Decisions scatter across Slack threads, meetings, JIRA tickets, Figma comments, and emails—making it hard for integrated product teams to understand why requirements changed, what tradeoffs were made, and what the current “source of truth” really is.
Memora solves this by automatically capturing, structuring, and narrating decision context as it evolves. It ingests artifacts from existing tools, links them to requirement objects, and surfaces a clear lineage—what changed, who changed it, and what user or technical insight drove the shift. Teams get traceability, transparency, and shared understanding without extra workflow overhead.
Further, this project is a reflection of a persistent problem I encounter every day. There's so many tools and locations where information is documented and maintained. It has become fragmented and fragile, especially revealing when coworkers leave the organization taking their valuable context. With the rise of agentic AI, this project explores how we can maintain information continuity over the long term.
This project was a culmination of what we learned from our instructors, industry guest speakers and peer reflections regarding the design challenges organizations face today! Weekly feedback was given to help define the problem I was tackling, resulting in a precise pitch as well as problem statement. A fictional organization that uses Memora was developed to help highlight the benefits of this new design.
- Always have a concise elevator pitch ready: being able to describe a complex app in a succinct manner hooks interests and helps people join your cause!
- Understand the problem you're solving ...from all levels: back up the problem with key research findings. Interviewing not only prominent C-suite leaders but also individual contributors of varying experience levels helps gather a rich perspective of the issue.

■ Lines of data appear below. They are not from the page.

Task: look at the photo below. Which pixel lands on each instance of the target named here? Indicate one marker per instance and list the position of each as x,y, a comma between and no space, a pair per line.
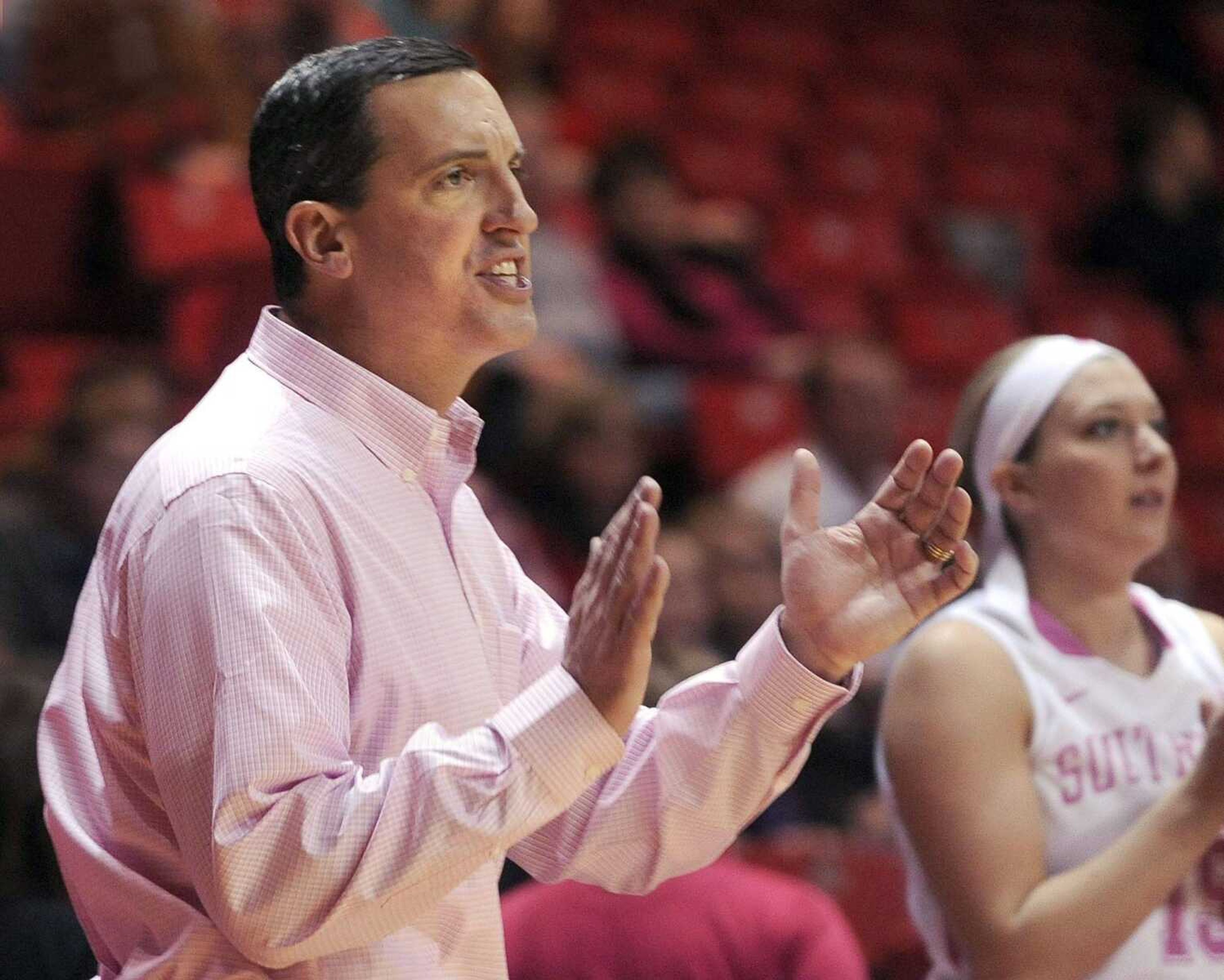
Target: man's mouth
507,275
1151,500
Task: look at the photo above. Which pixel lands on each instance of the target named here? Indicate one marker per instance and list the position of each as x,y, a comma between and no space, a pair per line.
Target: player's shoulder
1215,626
951,655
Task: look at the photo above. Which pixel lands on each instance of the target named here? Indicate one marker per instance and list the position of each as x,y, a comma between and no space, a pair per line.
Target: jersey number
1206,929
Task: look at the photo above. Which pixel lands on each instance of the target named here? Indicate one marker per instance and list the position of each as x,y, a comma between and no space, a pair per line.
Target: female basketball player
1046,741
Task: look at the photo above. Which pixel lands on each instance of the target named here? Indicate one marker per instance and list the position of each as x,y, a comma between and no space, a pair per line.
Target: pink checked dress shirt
310,703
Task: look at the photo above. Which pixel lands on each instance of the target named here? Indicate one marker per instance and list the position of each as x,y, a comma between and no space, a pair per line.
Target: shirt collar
411,438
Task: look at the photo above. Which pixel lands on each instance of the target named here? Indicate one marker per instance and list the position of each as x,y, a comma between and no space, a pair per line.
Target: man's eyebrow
467,155
456,155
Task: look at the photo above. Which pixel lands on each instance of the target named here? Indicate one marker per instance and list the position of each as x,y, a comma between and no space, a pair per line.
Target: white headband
1016,406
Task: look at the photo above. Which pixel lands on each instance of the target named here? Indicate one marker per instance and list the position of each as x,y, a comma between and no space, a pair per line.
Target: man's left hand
855,590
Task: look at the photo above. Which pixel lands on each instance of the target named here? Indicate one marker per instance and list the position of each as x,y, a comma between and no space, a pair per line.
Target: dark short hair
314,140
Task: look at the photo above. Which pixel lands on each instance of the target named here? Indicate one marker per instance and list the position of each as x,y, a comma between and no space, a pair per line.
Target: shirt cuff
781,689
561,736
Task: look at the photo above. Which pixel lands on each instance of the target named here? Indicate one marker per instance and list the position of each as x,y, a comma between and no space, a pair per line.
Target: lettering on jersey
1124,758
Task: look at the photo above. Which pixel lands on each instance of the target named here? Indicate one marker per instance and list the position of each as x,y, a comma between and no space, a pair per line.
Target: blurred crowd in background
768,224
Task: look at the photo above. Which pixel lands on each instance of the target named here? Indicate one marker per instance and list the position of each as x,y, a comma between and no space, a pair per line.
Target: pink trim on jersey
1059,637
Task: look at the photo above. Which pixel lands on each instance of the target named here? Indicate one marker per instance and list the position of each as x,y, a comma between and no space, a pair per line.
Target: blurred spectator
855,393
729,922
1167,232
265,38
682,644
571,305
589,450
51,515
745,558
682,277
38,930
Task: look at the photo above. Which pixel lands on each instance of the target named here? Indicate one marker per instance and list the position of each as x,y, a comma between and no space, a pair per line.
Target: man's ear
320,234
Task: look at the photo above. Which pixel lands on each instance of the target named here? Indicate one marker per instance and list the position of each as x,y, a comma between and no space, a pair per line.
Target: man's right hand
616,606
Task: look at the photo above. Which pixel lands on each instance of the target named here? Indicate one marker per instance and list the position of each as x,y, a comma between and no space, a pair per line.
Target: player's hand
616,607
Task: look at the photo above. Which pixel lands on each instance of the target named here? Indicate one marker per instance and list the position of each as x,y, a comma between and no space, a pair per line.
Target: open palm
856,589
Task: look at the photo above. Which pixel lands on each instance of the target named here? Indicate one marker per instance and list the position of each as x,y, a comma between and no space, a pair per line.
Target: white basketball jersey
1107,744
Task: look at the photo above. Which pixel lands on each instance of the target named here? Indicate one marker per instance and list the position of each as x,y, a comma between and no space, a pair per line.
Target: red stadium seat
1041,69
1199,435
888,115
778,49
931,59
1211,328
1020,129
745,170
1002,185
753,107
929,414
178,229
210,322
43,194
839,244
655,40
833,309
1199,507
1125,321
38,371
866,878
617,98
947,335
736,421
863,172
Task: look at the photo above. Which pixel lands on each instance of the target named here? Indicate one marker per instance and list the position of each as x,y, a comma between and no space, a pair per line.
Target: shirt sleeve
719,748
242,665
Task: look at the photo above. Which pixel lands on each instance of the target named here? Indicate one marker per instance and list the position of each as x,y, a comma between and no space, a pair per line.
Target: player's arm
1215,628
956,727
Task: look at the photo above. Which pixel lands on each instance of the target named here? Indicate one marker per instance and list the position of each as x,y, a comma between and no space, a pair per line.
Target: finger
803,511
636,561
906,476
956,577
649,604
954,523
621,525
927,503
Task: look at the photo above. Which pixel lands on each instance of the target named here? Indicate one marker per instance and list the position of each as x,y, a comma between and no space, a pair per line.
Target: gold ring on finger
936,553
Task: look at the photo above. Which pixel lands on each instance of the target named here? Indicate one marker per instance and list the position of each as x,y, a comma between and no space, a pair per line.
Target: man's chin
517,332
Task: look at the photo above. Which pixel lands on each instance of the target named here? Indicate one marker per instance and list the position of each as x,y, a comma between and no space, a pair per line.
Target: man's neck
421,375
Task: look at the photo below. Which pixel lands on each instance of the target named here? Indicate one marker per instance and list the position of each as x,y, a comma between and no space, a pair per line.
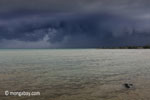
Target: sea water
75,74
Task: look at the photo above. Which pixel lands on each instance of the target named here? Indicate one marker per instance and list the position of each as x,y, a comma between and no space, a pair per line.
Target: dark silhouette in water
128,86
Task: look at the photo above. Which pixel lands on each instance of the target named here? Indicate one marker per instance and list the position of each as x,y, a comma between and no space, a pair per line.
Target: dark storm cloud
78,23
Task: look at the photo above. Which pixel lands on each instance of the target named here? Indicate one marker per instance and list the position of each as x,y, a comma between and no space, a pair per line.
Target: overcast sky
74,23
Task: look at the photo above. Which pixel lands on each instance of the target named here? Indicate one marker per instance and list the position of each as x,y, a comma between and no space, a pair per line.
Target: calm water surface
75,74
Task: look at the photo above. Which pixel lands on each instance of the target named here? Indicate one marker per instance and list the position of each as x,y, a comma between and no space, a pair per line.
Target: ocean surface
75,74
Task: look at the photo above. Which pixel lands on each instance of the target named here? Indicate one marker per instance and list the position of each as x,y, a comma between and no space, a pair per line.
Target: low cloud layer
76,24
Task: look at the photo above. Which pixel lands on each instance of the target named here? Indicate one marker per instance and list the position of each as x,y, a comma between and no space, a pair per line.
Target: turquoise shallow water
75,74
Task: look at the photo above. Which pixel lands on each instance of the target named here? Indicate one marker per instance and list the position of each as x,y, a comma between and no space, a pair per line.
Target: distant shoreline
127,47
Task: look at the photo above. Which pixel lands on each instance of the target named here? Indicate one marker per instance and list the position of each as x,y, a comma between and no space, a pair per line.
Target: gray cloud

- Had fun making a mascot!: I took a fun excursion by also iterating the Memora mascot, Tracy (a film noir detective remora fish), to help make this application memorable and charming. I took inspiration from the Salesforce series of mascots that represented various SaaS capabilities. GenAI tools were exponentially growing in that semester and was an excellent opportunity to exercise them. I love the whimsical contrast of the helpful Tracy mascot to the mundane unglamorous work of managing requirements.